Our entire relationship has been living together...

Rounding out the "Shacking Up" series of posts is a story of love from one of my favorite people and best friends. Back in like 2009 I remember looking at Jarrett and his girlfriend Jillian and absolutely adoring their relationship. They were annoyingly cute and just fit together. During that time I was going through a breakup and I credit their relationship with giving me hope that two people could come together and be a great fit. Fast forward to 2014 and they're still going strong!




Why do I live with my partner?

My partner has become my strength in everyday life, she's the one constant I have, she's been there through out quite possibly the most challenging moments in my life and helped every step of the way. There is something to be said about an individual that puts your needs above their own and I aspire to be the same to her. It's that aspect of the relationship that makes living and loving together worth the experience.


What advantages did it provide?

We dated for maybe more than a month before cohabiting. Which is both odd and discouraged from most couples. Financially the benefits are obvious, splitting bills and chores help leave time to discover other aspects of life that would otherwise be more difficult to accomplish going at life on your singularly.

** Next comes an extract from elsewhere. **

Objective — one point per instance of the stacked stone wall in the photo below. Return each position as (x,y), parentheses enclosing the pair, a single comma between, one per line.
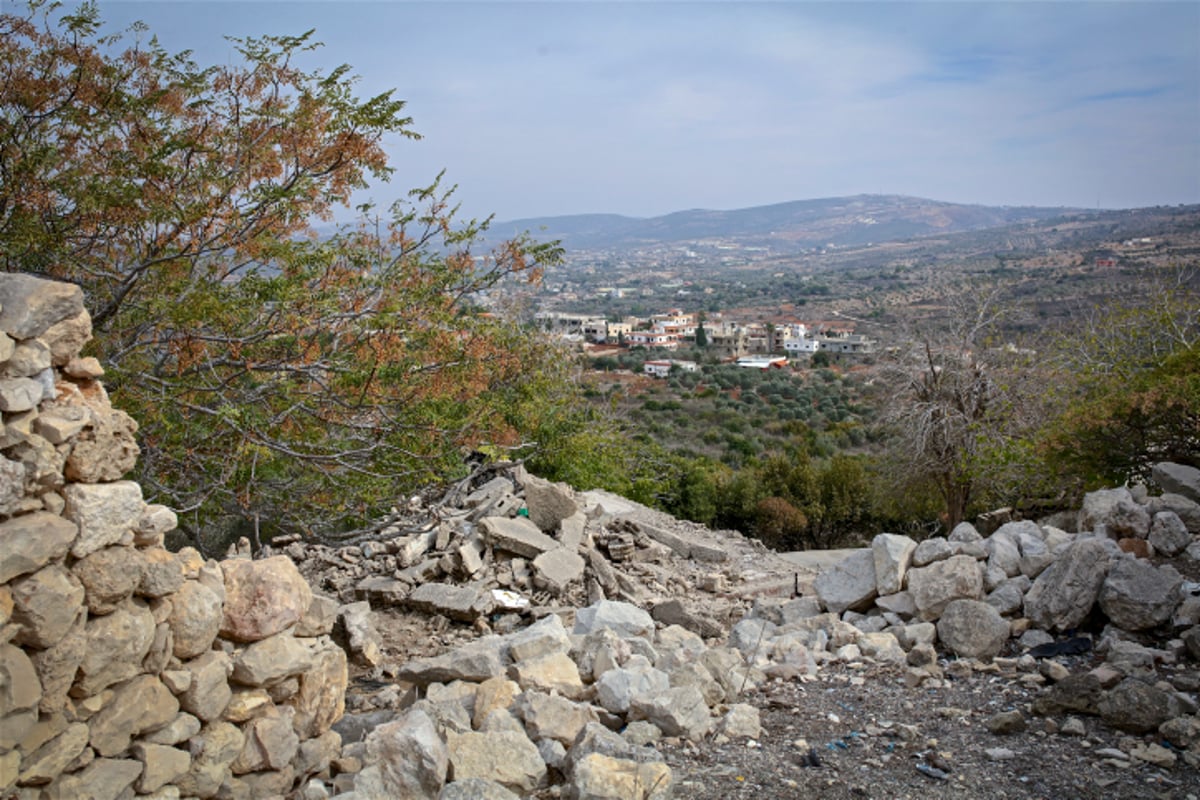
(127,669)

What challenges does it create?

For all the benefits, cohabiting introduces a whole list of opposite effects that I never thought of. Going out becomes going out for two no matter what usually. Movie tickets, dinners, technology costs have all essentially doubled. Though that can be an "I treat, you treat" sort of affair,  everything feels more expensive for each other to enjoy spending time with each other.


What do I look back on and wish that I could change?

As with any couple I feel I've lost a bit of my individuality. I no longer think of nights out unhinged or random excursions with friends. I feel that all of my decisions have to be run through the committee of "us" and "we". Personal time became an asset that once I get I try to hold on to with an iron fist for as long as possible and increasingly become annoyed when it's intruded upon. I don't get that much! The simple things become a game of where can I fit that in so I don't have to ask permission. In the beginning it was more of a chore but through out the years I've let go of that mindset.

How long have we been living together?

Our entire relationship has been living together. So just shy of 6 years. That may be why it's worked out. Developing the relationship while living together meant not having to alter lifestyles of being together while living separately, I expect that's why arranged marriages also work out lol. You don't get to know the person any way other than living with them.


Do I feel as though living together is helping us accomplish something?

Our relationship I feel is solid. I hear other couples argue and fight and we really do none of that. In the beginning there were challenges and I've hurt her emotionally by attempting to hold on to aspects of my single life. I've learned that she's the most important aspect of my life and there isn't much that can shake that or cause me to want to stray. If I were to say anything was accomplished, at least from my perspective I would have to say that it's allowed me to grow the fuck up. Early on a friend told me the key to a successful relationship is to always look at the memories, instead of weighing pros and cons. If the good memories out weigh the bad memories then when you're going through a rough time you always have a way to come back from it. Oppositely, if you can only remember pain then it's not the right relationship for you. So always take and opportunity to do something memorable.


Why not marry?

I'm always asked when I plan on popping the question and my answer is always the same.... WHY? Why is this a goal, why is that something we HAVE to do. I know we probably will get married but it'll be at a time when we're not struggling to pay for it or taking away from building our actual life that's important. If we're to be together I don't feel that there's a rush.